Chapter 1, Article 1: “Marriage is a special contract of permanent union between a man and a woman entered into in accordance with law for the establishment of conjugal and family life...”
This is no less than the third look and reflection on the above-cited declared pronouncement of the Family Code of the Philippines that understands and affirms the nature, attribution and finality of marriage in the light of objective truth. After forwarding the fundamental features of marriage as a “special contract” and as a “permanent union between a man and a woman”, this time, it is but proper to look into the meaning and finality of marriage for the “establishment of conjugal and family life”.

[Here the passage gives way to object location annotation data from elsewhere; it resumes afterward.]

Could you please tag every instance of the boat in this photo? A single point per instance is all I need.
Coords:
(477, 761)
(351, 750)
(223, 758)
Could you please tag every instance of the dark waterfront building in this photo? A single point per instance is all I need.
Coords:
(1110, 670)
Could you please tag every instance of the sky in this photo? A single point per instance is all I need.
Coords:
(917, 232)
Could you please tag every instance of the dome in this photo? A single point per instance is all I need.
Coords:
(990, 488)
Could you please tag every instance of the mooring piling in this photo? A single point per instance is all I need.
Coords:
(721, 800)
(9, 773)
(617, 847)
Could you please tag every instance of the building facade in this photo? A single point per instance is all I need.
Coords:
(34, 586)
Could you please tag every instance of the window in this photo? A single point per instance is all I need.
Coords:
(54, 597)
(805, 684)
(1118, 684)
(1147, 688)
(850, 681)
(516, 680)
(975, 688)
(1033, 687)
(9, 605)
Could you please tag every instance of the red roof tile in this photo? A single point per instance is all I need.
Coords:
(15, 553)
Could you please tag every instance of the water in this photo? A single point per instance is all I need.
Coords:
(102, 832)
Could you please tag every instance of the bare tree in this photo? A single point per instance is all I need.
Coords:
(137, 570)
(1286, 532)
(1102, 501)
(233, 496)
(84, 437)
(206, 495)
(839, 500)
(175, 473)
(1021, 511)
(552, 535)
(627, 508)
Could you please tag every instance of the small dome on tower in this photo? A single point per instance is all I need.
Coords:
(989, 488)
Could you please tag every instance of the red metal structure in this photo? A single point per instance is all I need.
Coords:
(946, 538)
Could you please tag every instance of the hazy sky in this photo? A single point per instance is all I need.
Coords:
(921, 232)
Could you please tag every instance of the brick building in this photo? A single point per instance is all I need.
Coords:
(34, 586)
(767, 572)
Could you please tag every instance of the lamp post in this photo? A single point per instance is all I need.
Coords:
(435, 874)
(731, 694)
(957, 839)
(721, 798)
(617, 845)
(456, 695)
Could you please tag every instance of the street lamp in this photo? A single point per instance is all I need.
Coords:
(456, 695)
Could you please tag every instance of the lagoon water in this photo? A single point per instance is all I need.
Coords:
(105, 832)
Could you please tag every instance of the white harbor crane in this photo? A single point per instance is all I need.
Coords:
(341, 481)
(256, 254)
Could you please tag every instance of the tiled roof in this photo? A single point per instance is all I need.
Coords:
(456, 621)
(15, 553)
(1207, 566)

The objective of marriage may be commonly mouthed but hardly understood in its intrinsic relevance and fundamental finality. A good number of books and other reading materials have been written about this key purpose of marriage – and more are being written in the course of time. Without the least pretension of saying it all and saying it right, the following general observations could be of help – no matter how little.
One, the term itself “establishment” already connotes something permanent and stable, something lasting and enduring. As old folks say, marriage is not something you swallow and then spit out when you find it is hot. In other words, both the man and woman concerned should know well and must be really convinced that the well-known phrase that marriage is “for better or for worse” is anything but mere drama or poetry.
Two, the word “conjugal”, strictly speaking, means the sharing of burdens, the joint fulfillment of obligations, the bilateral bearing of pains and trials, of difficulties and sufferings that infallibly accompany married life every now and then in the course of time. When husband and wife together face and bear the hardships in marriage life, the latter become lighter.
Three, the reality called the “family” is a domestic unit composed of father, mother and children without whom the former remains but husband and wife. What really and definitely counts is neither the small nor big number of children but their sound value formation, the proper socio-relational upbringing through the conjugal teaching obligation of the parents.
By the way, just like any other state of life, marriage is a continuously interchanging episodes of joys and tears, of hopes and fears, of victories and losses. And this is true as well for those who prefer to be single or to live a celibate life. But for those intending to get married, please: “Stop, look and listen” before you cross the bridge – so to speak.